Tuck Jagadish Review: Nani And Ritu Varma's Film Is A Frothy Formula Fare About Property Division

Tuck Jagadish, so called because the hero tucks his shirt into his trousers (go figure that one out), is designed to satiate fans of Nani.

Subhash K Jha

Fri Sep 10 2021, 13:20:09 4540 views

We’ve seen this parivarik prance in films as old as Raj Khosla’s Do Raaste in Hindi where stepbrothers trip over each other to prove blood is trickier than water. Tuck Jagadish is so quaintly anachronistic in theme, I first thought it was meant as a spoof on the family films in the South and North in the 1960s.

But, no. This is serious business. The property business is seen through the prism of greed and cunning. Set in a village bustling with opportunistic villains and leery louts, the film’s mood of rugged nemesis is reminiscent of the cinema of the 1960s and 70s where the villain tricked the hero’s sister into marriage and then tortured the hell (and yell) out of her.
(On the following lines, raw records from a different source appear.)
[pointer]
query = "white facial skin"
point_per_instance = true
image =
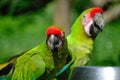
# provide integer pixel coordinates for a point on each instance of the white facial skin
(86, 22)
(96, 21)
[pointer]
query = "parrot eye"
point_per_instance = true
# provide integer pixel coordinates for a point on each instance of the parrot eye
(54, 42)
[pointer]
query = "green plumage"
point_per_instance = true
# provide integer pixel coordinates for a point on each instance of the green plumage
(38, 63)
(79, 43)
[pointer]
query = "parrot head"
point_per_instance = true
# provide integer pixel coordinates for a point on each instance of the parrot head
(55, 38)
(93, 21)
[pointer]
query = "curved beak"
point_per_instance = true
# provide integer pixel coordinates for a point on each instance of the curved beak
(53, 41)
(98, 21)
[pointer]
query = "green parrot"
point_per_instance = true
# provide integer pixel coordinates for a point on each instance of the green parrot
(41, 62)
(81, 38)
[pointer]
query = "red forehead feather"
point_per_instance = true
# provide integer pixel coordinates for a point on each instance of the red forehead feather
(95, 10)
(53, 30)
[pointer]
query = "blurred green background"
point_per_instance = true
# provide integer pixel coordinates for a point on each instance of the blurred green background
(23, 24)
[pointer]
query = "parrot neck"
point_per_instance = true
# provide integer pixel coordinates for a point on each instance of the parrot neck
(77, 31)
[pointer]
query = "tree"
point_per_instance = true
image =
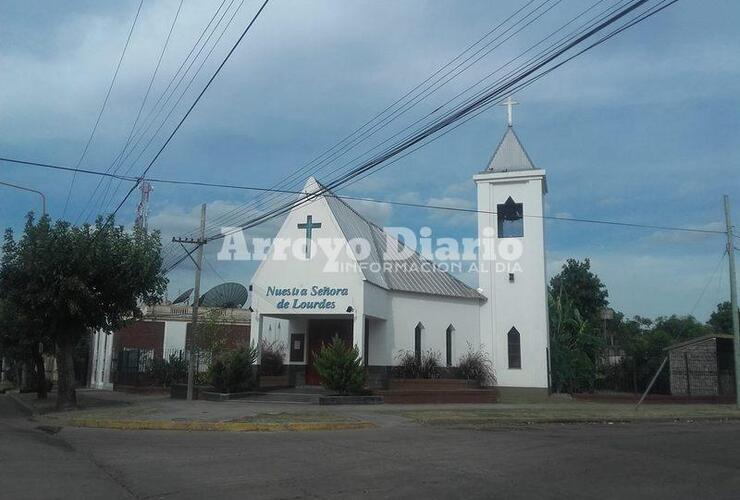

Yes, Truck Jagadish too has this unfortunate sister-figure, played by the talented Aishwarya Rajesh who has pitifully little to do in a script which sprawls like a lush paddy field accommodating more twists and turns in its robust 2 ½ run then most of us can digest in one go. Come to think of it, Tuck Jagadish would have worked better as a Doordarshan serial stretching into 300-365 episodes. But then, who is asking me? Telugu superstar Nani’s fans would have been pleased to see their hero on the 70 mm screen going through the motions of the manufactured emotions. By now Nani knows which buttons to press to extract the correct emotions. He is in a surprisingly subdued mood here, in direct opposition to the stormy melodramatic mood of the presentation.


Tuck Jagadish is like a bullock-cart race in a puddle of proprietary passion. It gives us what is known in screenplay parlance as “good values” and “good value for money”. The narrative edifice is held together in the tradition of the director Kalpataru’s killjoy family dramas of the 1970s with family tropes like Screaming Sister, Emotionally Lactating Mother, Wolf-in-Sheep’s-Clothing Brother here played by the talented Jagpathi Babu.

I wish the film had played on the Good Brother versus Bad Brother formula instead of scampering into aimless directions. The second-half is riddled with diversions to play up Nani’s star power.In one sequence he takes an arrogant politician to task by breaking the chair underneath him (it’s government property, his colleague-love interest played by Ritu Verma, reminds Nani who promises to pay back from his salary). In another sequence, Nani settles a property dispute over mutton curry, reducing the complicated family equation to a ‘cute-‘meat’ encounter.

Happily, there is little romance apart from one niece who has a secret crush on the hero and another colleague who looks like she could do with some lover and friendship in her life.

Tuck Jagadish, so called because the hero tucks his shirt into his trousers (go figure that one out), is designed to satiate fans of Nani. For fans of Ayushmann Khurrana, it would be difficult to watch the family fall part over a property dispute when outside this clannish conflict the world is falling apart  over far greater issues such as homosexuality, cast wars and erectile dysfunctionality.